I read and re-read both the DMCA 17 USC § 512 and Section 230 of the CDA, and as far as I can tell, the DMCA only requires responding "expeditiously" to DMCA takedown notices and court orders, and the CDA has no conditions at all but doesn't protect from copyright liability in the first place.

In fact, the CDA explicitly states that its liability protection DOESN'T require neutrality, and extends to “any action voluntarily taken in good faith to restrict access to or availability of material that the provider or user considers to be obscene, lewd, lascivious, filthy, excessively violent, harassing, or otherwise objectionable, whether or not such material is constitutionally protected”. See https://www.eff.org/issues/bloggers/legal/liability/230

2 comments

There's a question of if a service which pre-filters (to editorialize) content from a user is actually qualified under 512.c at all -- since the content is no longer at the direction of the user, but at the editorial approval of the service.

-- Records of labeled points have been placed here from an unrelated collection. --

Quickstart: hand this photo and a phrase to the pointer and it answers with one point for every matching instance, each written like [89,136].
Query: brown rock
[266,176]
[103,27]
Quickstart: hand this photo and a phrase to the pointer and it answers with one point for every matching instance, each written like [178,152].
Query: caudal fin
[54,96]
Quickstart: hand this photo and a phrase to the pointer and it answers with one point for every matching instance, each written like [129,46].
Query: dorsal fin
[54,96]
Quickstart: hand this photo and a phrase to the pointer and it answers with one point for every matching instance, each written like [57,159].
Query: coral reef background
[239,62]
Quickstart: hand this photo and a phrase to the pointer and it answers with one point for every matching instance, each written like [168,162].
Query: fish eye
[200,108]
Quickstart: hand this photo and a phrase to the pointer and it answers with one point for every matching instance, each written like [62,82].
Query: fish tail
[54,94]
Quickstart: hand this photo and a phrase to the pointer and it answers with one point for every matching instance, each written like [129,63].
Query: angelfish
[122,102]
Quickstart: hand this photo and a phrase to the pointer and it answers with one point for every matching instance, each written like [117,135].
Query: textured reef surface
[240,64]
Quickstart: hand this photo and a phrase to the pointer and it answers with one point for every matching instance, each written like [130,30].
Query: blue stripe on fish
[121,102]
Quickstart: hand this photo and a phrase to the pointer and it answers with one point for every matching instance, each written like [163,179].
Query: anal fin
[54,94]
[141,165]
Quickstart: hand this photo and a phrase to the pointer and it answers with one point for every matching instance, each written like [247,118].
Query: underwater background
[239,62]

An anthology is not exempted under 512.c.

I see. So am I understanding correctly that when you had asserted, in the comment I was replying to, that protections from copyright violations require neutrality in content hosting, you were not referring to settled case law, but rather an untested legal theory that you personally support but that has not been tested in the courts?
I am a lawyer, and while I know nothing about the law in question (not even close to my specialty), I can tell you that statutes are only half of the story. The other half would be court decisions involving those statutes. We live in a common law country which means that court decisions & precedents act as law themselves. They can't just overturn a statute or ignore it, but every court decision on a statute acts as a further refinement to the law in question.

So we'd have to pull relevant case history. You can't just look at the words in a statute. Each single term of art could have a chain of cases arguing over the specific meaning of that term.